I didn’t think of this immediately, but it’s the same concept. “What’s worse than finding a fly in your soup? Finding half a fly in your soup.”
And what’s worse than seeing Red-Tailed Ants floating in your cereal?
The certain knowledge that you have just consumed many more of their sisters.
Yes. Ick. A big, fat ICK.
I didn’t think I would be sick … aside from the possibility of gagging. I know that some cultures eat ants quite often. I’ve heard of chocolate-covered ants.
But I know where those ants have been, outside in a neighborhood with streets that are never cleaned and are covered in a layer of black goop that is part oil, part organic waste … and all disgusting.
And those ants had climbed up the side of my bag of cereal, six feet high, and were streaming inside the darb-blue package (the color camouflaged them from all but close inspection) … and I had poured goodness knows how many of them into my bowl … before I ate them.

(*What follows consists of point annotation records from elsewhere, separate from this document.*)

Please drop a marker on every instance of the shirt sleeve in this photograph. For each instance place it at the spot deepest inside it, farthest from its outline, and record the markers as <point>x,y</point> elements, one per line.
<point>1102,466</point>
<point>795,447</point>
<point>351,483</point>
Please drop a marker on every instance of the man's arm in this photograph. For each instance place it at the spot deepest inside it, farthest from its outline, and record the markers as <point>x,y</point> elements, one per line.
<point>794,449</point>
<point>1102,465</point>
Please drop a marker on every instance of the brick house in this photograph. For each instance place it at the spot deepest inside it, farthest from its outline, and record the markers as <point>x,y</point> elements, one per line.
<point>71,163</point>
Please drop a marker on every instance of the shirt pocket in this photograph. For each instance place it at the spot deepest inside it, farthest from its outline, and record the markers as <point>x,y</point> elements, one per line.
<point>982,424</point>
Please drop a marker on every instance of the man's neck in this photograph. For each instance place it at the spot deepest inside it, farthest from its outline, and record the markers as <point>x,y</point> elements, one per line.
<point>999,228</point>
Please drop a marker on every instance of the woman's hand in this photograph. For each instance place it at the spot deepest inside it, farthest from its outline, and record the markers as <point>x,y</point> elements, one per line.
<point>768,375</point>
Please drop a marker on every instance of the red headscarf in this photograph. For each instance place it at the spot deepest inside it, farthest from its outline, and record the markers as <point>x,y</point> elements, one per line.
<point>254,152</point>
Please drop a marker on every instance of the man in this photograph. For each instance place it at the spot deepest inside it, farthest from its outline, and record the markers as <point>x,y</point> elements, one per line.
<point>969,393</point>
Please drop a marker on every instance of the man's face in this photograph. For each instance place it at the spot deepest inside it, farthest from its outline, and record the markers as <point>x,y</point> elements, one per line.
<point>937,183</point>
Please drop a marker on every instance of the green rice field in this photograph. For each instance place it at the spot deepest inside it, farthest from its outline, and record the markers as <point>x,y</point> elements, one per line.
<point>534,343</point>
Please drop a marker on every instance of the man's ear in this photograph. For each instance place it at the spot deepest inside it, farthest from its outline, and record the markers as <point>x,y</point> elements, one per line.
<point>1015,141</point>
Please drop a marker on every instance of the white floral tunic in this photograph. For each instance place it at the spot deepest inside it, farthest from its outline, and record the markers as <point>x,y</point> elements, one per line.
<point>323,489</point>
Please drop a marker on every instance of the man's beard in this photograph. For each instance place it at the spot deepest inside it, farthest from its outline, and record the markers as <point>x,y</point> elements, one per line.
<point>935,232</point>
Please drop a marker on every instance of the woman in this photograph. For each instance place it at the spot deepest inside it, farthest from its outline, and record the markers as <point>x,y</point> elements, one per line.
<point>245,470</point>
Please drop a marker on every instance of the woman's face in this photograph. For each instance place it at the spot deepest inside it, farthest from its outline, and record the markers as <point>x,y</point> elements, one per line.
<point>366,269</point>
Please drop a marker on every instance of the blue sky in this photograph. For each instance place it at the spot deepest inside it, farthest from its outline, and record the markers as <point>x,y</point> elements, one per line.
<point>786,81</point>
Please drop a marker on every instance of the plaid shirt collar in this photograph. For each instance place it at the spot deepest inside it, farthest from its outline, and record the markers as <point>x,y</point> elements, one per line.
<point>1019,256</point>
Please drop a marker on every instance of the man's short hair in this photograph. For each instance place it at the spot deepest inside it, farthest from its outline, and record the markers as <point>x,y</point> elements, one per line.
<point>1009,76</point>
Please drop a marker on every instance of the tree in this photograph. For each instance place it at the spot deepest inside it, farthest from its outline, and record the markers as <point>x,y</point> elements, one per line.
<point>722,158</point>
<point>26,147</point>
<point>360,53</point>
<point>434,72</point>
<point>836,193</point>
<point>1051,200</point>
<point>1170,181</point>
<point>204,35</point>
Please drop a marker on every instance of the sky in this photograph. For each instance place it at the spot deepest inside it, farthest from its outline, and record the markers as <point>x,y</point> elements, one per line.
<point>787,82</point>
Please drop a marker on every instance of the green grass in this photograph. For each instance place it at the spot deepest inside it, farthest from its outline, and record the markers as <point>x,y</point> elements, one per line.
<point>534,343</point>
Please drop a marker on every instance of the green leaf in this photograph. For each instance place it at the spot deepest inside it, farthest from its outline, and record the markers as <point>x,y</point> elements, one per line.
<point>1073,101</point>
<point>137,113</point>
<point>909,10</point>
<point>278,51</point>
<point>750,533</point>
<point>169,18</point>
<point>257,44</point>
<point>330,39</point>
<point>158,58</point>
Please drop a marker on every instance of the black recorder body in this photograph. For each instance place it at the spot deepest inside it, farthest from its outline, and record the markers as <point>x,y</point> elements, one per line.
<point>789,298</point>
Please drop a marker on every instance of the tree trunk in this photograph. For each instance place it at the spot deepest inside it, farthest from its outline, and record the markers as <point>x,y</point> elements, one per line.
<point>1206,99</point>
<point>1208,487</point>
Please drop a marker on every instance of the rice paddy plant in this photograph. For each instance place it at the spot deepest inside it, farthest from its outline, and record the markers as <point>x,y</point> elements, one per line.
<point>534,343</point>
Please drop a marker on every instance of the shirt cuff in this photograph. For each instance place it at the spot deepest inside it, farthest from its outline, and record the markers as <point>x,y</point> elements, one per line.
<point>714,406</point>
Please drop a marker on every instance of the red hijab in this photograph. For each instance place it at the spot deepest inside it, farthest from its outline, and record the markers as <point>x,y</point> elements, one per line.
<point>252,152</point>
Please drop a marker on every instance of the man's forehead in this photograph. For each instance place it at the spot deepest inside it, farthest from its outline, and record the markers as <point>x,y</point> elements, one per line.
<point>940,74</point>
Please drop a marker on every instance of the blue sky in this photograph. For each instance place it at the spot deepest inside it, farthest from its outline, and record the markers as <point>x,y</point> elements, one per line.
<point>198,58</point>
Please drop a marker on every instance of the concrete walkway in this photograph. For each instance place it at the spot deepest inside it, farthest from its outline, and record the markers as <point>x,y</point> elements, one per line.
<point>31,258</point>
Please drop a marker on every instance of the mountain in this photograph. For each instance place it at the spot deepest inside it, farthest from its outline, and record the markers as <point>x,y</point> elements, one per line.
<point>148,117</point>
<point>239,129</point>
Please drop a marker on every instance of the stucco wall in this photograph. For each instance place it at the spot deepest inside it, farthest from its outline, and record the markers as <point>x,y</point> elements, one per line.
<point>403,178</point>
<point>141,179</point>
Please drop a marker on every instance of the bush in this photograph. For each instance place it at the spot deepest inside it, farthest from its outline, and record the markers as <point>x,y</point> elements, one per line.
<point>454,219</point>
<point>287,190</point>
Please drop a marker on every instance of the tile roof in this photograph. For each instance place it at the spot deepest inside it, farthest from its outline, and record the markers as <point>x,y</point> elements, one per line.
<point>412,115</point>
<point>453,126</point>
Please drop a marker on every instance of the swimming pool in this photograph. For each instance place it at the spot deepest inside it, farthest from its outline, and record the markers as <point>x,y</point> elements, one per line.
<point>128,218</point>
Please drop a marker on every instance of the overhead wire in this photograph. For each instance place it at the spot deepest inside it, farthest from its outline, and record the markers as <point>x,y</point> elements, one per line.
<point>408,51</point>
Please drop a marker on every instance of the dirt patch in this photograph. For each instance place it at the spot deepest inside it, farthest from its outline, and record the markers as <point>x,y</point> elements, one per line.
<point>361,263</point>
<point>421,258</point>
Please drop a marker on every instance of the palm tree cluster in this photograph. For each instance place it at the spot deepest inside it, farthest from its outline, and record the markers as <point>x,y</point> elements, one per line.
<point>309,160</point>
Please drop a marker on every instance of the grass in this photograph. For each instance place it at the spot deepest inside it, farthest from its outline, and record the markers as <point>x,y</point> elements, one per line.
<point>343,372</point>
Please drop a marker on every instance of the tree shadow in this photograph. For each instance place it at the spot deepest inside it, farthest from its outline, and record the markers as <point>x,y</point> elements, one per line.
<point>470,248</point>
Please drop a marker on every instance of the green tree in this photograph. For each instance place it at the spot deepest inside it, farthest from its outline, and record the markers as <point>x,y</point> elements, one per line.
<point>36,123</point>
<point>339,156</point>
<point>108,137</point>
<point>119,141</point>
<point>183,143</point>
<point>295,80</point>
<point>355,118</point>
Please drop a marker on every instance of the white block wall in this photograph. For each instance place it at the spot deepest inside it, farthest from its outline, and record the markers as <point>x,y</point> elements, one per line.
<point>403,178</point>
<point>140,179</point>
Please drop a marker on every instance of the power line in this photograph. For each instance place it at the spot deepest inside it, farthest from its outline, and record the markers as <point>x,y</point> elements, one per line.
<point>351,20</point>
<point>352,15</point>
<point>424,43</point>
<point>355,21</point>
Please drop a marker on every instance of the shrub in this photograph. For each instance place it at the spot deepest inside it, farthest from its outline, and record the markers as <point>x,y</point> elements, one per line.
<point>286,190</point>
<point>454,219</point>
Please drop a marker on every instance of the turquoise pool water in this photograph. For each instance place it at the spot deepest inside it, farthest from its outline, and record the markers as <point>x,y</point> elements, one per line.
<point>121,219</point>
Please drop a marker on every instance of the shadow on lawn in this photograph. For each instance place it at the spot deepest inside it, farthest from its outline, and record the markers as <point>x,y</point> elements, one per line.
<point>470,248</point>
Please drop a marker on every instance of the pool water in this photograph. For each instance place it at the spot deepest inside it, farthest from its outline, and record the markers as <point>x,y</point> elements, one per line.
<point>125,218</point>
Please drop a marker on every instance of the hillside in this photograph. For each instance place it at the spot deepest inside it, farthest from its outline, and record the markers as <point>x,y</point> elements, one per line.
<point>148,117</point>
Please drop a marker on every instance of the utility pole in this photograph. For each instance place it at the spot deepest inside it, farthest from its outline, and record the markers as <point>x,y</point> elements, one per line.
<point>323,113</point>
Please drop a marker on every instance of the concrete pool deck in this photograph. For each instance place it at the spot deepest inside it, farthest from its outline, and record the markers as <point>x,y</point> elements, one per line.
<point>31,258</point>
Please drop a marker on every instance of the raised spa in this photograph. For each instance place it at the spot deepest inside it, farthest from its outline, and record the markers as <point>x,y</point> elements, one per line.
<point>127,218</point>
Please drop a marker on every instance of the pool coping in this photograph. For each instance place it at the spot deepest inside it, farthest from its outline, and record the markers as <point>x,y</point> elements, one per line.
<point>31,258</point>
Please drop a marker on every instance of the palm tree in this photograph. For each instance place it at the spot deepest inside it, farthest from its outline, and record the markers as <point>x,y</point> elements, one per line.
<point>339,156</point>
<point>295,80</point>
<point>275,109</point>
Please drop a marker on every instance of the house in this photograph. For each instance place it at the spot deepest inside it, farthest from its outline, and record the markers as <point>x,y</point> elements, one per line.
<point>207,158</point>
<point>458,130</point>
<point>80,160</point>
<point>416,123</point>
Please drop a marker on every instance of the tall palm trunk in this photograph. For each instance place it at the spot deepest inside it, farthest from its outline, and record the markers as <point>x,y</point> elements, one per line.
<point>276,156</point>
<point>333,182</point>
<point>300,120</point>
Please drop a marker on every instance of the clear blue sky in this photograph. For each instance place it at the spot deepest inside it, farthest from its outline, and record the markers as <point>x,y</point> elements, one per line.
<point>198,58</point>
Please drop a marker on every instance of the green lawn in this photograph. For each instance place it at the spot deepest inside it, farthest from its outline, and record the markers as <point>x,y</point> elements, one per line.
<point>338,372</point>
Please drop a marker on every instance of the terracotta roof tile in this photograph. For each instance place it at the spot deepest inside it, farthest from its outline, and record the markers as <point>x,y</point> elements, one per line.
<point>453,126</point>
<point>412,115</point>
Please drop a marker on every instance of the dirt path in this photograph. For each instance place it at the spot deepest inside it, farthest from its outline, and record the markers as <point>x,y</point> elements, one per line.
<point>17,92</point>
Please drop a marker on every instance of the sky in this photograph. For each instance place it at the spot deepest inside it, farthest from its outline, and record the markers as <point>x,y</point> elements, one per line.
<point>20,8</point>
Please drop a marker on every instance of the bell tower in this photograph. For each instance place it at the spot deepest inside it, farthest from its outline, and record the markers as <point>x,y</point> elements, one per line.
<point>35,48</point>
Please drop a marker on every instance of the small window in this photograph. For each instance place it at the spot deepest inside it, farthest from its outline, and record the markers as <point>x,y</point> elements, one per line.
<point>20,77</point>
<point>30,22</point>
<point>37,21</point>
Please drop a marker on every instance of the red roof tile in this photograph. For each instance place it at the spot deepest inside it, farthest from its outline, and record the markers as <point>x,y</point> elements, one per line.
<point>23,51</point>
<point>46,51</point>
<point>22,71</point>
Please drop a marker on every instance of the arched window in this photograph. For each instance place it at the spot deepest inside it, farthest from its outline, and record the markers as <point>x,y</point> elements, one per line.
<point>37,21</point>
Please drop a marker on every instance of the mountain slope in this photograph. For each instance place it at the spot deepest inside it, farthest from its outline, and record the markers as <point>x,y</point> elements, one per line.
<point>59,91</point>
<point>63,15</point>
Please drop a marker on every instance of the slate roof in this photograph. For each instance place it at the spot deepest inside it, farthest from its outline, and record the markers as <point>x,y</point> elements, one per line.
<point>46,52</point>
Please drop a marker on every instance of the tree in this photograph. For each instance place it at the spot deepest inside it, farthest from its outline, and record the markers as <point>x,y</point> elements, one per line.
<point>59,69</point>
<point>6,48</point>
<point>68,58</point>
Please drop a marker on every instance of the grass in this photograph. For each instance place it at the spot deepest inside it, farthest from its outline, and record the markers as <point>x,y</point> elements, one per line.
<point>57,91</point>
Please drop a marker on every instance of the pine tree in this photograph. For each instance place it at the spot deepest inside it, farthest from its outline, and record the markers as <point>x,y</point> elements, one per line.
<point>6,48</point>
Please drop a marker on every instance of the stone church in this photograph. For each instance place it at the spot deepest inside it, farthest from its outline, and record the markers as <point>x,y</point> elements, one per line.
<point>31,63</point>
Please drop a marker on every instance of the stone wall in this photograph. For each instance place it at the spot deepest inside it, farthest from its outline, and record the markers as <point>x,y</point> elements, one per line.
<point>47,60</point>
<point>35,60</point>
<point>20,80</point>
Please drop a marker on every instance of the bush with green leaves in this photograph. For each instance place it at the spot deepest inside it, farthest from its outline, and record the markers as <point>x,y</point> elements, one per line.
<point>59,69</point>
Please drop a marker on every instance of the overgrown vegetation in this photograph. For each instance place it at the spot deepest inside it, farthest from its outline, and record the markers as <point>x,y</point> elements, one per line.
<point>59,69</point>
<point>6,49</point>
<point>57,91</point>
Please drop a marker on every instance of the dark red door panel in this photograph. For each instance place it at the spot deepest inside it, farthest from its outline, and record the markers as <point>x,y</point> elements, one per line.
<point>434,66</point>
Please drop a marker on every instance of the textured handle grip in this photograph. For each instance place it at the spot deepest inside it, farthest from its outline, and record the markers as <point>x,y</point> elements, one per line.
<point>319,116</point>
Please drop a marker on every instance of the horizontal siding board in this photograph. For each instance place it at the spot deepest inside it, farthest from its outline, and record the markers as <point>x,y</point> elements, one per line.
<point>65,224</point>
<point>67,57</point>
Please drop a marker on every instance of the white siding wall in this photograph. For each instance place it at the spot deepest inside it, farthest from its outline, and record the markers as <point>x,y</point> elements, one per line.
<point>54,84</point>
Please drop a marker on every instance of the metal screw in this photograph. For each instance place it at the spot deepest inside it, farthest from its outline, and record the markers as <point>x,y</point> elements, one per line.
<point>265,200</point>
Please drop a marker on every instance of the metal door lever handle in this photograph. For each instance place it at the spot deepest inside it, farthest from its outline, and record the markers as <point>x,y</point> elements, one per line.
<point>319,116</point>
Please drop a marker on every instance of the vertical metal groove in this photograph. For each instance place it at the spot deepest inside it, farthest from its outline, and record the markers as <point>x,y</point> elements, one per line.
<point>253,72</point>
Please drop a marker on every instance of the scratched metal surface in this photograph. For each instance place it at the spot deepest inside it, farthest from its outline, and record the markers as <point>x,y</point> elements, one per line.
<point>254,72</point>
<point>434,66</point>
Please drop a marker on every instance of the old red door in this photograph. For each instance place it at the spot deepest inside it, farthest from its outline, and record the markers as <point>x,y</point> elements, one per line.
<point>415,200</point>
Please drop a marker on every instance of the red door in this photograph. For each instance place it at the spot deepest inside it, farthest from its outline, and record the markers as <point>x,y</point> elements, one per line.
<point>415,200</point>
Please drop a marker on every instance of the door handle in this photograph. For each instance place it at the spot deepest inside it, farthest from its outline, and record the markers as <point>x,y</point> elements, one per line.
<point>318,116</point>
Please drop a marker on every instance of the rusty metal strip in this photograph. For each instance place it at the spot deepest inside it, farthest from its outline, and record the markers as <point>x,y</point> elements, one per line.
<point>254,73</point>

When you are the person who has just not eaten ants, you offer up the “well, a little protein in your cereal!” line. I did that to Leah, a few weeks ago when she found, like, one dead ant inside the packaging of something she had eaten, and she returned the favor. “A little protein!”
Well, thanks, but I prefer to get my protein elsewhere. I would prefer it not be Red-Tailed Ants, the maddening, irresistible despoilers of all food in the UAE.
Can’t actually say I could taste them, though.
2 responses so far ↓
1 Britt // May 17, 2011 at 9:10 PM
You can only hope that these Red-Tailed Ants are dense and found their way to the bottom of the bowl…but in all likelihood you did get a little boost of protein today! This story takes the cake (probably ant infested) for “Ick” story of the month!
2 Nick Leyva // May 18, 2011 at 3:43 PM
We’ve had ants get into our pantry before, particularly the peanut butter and bags of sugar. We now keep the peanut butter on the fridge and the sugar INSIDE the fridge. You might want to keep anything you don’t want those buggers into inside the fridge, unless they join forces and manage to open the fridge door at night.